In 2001, NitroMed began the African-American Heart Failure Trial (A-HeFT), consisting of 1,050 self-identified Blacks with severe heart failure who received treatment with BiDil along with other standard cardiovascular therapy. The results of A-HeFT, presented at the American Heart Association annual meeting last year, showed an impressive 43% reduction in all-cause mortality and a 39% reduction in risk of first hospitalization for heart failure compared with placebo. Due to the considerable survival benefit seen with BiDil, the trial was halted early, in June 2004.

Normally, the effect of isosorbide wears off quickly, but animal studies have shown that hydralazine may help prevent this loss of effect and mitigate tolerance to nitrates, perhaps through its antioxidative properties.

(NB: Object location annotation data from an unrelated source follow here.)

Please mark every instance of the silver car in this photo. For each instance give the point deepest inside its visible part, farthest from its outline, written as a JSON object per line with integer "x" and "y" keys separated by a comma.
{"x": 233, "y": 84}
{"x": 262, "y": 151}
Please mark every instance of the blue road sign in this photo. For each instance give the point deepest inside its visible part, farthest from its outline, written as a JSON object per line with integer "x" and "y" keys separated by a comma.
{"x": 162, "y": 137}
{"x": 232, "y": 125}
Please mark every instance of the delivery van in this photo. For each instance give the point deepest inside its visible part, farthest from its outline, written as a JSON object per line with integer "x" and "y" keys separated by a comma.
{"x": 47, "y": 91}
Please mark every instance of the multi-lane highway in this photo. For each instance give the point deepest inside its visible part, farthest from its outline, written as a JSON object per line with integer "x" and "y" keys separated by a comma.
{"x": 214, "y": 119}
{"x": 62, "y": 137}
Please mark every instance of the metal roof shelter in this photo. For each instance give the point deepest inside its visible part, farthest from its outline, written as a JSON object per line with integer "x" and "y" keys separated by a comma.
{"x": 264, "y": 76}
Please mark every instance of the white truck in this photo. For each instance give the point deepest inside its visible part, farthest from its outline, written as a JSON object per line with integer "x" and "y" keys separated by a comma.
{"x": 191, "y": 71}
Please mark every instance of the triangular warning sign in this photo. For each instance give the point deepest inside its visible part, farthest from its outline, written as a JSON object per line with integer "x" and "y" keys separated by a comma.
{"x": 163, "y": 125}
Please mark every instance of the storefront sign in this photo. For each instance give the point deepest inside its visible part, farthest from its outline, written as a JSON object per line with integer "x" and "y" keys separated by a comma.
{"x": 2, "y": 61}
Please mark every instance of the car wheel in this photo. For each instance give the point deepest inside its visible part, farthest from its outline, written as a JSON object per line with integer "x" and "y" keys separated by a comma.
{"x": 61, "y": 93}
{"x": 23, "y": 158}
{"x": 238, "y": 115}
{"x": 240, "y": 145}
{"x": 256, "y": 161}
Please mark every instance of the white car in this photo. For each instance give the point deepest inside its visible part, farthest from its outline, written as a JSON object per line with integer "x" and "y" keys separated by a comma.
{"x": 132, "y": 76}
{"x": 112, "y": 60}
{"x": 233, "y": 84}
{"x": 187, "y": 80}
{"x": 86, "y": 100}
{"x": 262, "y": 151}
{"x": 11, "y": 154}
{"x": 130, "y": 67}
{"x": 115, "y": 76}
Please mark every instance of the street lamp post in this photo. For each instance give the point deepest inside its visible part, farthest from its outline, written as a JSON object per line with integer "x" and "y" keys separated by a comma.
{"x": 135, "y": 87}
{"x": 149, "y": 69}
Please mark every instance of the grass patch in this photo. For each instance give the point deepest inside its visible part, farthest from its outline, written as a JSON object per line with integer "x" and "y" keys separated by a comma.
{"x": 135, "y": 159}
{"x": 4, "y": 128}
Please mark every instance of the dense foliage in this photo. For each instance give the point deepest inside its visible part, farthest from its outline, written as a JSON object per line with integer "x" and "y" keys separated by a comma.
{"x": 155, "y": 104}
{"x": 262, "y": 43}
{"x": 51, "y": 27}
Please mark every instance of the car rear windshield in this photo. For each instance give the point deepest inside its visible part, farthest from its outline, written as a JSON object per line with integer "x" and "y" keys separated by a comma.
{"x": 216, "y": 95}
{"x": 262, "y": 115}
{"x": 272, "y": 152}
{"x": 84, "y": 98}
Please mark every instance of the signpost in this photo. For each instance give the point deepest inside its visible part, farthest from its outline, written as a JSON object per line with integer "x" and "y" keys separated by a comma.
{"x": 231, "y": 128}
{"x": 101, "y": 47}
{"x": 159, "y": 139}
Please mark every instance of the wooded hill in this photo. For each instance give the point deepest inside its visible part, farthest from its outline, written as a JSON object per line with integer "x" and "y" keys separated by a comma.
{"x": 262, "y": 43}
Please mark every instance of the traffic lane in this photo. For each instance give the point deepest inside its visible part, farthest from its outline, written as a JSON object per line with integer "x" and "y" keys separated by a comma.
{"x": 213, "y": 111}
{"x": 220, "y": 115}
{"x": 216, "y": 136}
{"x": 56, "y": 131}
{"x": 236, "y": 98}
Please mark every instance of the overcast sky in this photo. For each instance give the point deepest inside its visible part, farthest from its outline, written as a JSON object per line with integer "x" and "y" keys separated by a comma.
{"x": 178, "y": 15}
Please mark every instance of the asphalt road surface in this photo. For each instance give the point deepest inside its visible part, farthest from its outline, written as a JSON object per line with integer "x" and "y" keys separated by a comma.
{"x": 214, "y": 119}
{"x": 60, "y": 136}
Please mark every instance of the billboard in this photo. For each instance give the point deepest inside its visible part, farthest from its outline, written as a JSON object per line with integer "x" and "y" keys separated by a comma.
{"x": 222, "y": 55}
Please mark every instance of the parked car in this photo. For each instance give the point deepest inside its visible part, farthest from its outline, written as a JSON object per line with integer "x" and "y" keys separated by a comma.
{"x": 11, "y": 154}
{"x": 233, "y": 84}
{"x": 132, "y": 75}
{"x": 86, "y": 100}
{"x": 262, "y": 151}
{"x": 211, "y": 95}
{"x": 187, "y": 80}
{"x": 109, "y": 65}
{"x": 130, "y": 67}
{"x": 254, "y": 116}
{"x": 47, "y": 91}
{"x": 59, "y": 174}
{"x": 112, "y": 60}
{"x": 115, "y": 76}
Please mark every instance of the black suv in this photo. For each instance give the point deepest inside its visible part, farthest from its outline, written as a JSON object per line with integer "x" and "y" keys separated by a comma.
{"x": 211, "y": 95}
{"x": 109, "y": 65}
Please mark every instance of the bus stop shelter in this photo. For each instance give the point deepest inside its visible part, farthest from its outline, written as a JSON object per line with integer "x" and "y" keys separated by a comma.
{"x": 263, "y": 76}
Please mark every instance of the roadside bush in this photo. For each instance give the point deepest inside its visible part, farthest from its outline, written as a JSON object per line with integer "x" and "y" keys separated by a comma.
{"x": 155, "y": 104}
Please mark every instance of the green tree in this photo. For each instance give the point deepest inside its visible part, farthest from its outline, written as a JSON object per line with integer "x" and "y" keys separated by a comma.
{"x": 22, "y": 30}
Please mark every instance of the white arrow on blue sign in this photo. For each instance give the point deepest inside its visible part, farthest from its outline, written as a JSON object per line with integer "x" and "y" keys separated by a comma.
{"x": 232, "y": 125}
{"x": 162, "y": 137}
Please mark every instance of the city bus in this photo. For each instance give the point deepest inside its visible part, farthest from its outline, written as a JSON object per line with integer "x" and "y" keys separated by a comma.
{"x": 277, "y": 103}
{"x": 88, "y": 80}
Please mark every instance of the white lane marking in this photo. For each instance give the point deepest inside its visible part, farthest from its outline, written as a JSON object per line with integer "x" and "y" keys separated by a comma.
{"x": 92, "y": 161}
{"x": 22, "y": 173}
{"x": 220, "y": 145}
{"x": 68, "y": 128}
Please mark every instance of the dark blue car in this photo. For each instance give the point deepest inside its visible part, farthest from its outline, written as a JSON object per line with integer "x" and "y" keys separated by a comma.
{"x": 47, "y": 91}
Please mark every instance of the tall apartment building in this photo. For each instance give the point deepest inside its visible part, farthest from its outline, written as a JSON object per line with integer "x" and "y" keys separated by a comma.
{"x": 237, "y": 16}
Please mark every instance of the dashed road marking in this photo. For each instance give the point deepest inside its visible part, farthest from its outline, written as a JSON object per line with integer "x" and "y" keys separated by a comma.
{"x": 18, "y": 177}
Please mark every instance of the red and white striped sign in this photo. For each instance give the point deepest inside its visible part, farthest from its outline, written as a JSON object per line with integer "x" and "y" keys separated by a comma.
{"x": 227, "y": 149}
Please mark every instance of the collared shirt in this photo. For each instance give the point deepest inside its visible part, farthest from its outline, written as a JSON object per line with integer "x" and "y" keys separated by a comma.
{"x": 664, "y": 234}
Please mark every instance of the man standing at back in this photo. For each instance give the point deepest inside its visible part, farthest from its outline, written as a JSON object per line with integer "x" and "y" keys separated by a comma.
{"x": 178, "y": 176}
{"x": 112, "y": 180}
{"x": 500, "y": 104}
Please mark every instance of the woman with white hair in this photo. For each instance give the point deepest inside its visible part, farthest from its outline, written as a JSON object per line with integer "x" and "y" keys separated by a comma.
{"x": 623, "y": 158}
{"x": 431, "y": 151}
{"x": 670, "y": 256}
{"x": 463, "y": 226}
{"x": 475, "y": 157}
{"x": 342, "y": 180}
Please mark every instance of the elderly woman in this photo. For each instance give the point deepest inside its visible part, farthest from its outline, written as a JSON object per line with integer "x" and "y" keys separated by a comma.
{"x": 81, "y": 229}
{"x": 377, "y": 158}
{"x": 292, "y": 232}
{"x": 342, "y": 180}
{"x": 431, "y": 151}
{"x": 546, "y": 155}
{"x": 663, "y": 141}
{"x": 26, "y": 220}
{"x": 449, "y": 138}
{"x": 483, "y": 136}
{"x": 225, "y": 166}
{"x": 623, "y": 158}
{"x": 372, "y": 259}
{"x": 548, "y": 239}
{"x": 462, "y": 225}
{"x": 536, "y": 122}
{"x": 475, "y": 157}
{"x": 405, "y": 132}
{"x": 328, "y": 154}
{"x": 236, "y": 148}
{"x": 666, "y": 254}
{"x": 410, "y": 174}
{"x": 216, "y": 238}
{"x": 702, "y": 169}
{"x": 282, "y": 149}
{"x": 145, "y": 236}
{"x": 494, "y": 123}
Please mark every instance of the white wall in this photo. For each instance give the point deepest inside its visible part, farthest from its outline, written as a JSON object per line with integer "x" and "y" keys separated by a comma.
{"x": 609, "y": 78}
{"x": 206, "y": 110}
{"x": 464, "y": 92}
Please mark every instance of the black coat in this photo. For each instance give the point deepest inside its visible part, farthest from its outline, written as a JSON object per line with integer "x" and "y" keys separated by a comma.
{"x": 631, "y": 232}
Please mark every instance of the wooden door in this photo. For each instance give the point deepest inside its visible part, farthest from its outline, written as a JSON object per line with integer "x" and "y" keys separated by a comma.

"While the findings of A-HeFT are impressive, it is important to remember that the benefits of BiDil were seen in combination with other cardiovascular medications," Howard explained.

The most frequently reported adverse reactions in the trial included headache, dizziness, chest pain, asthenia, nausea, bronchitis, and hypotension. Product labeling states that the incidence of headache tends to lessen with continued dosing. BiDil is contraindicated in patients who are allergic to organic nitrates, and the company warns that augmentation of the vasodilatory effects of isosorbide dinitrate by phosphodiesterase inhibitor drugs could result in severe hypotension.

BiDil may cause symptomatic hypotension and, therefore, should be used with caution in volume-depleted or hypotensive patients.

BiDil's approval "is a striking example of how a treatment can benefit some patients even if it does not help all patients," said Robert Temple, M.D., director of FDA's Office of Medical Policy in a recent "Talk Paper" from the agency. "In the future, we hope to discover characteristics that identify people of any race who might be helped by BiDil," he added.

BiDil will be priced at $1.80 per tablet. NitroMed also plans to implement a patient assistance progam to ensure the medication is available to those who need it regardless of income level or health insurance status.